Tuesday, July 29, 2008

Has 'Jump the Shark' 'Nuked the Fridge'?

Back in The Day, a little sit-com called Happy Days ruled the airwaves - that is, until The Fonz strapped on a pair of water skis and jumped over a shark. Eventually, the phrase, "jumped the shark," came into use to describe TV shows that had lost their former level of quality. Eventually, the phrase came to mean anything that had lost its former luster.

In the latest installment of the Indiana Jones franchise, Indy survives a nuclear blast by hiding in a refrigerator. Thus began the latest phrase, "nuke the fridge" or "nuking the fridge." If we wanted to play semantics, "jump the shark" could apply to TV shows and "nuke the fridge" to movies, but they are interchangeable and both are applied across the board, to any situation, content, medium, media, or basic idea that has abandoned its former standard of quality.
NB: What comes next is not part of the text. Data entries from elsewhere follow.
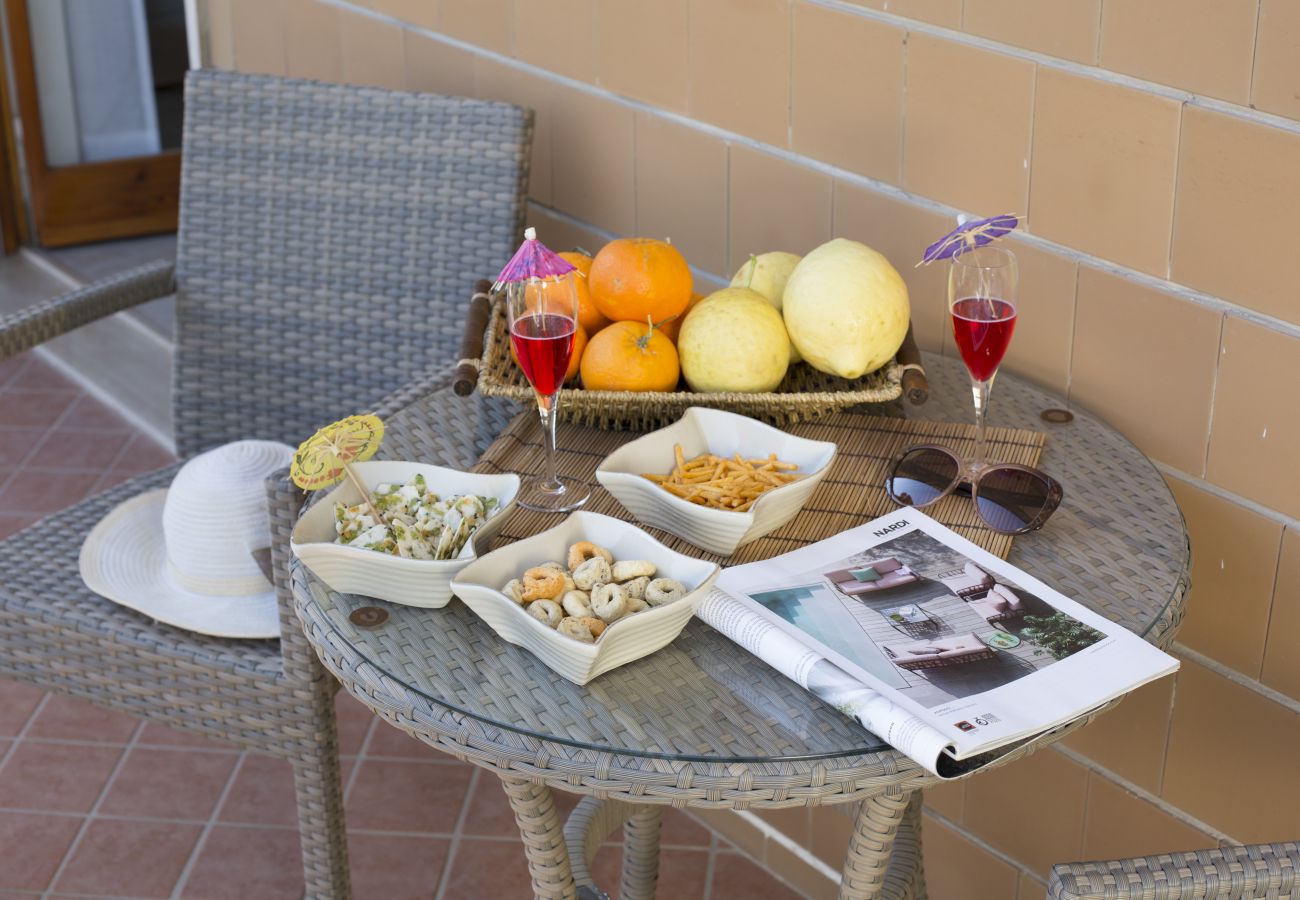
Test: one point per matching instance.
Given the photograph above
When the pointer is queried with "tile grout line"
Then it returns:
(456, 834)
(1143, 794)
(1239, 679)
(22, 732)
(99, 801)
(196, 851)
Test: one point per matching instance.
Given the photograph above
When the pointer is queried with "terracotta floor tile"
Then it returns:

The phrase has become so popular (at least online) that domains have been registered and websites are in the works. The New York Times even ran a story on the matter, quoting one observer as saying, "'Jump the shark' is for people over the age of 60, who remember the show."

Wow.

I remember Happy Days. I guess it was about 30 years ago, but I remember it! Of course, it was one of my favorite shows, as it was for many kids. But the phrase, jump the shark, did not immediately come into the vernacular; I could trace the popularity of the phrase to the early days of the Web, in fact, as I first heard it used in such a manner around 1998-99. Further, Happy Days remained #1 for six years after that episode aired!

Though the Internet has rocketed pop-culture into hyperspeed, whether nuke the fridge will remain a mainstay in the vernacular remains to be seen. It may be that the zeitgeist is simply jumping the gun.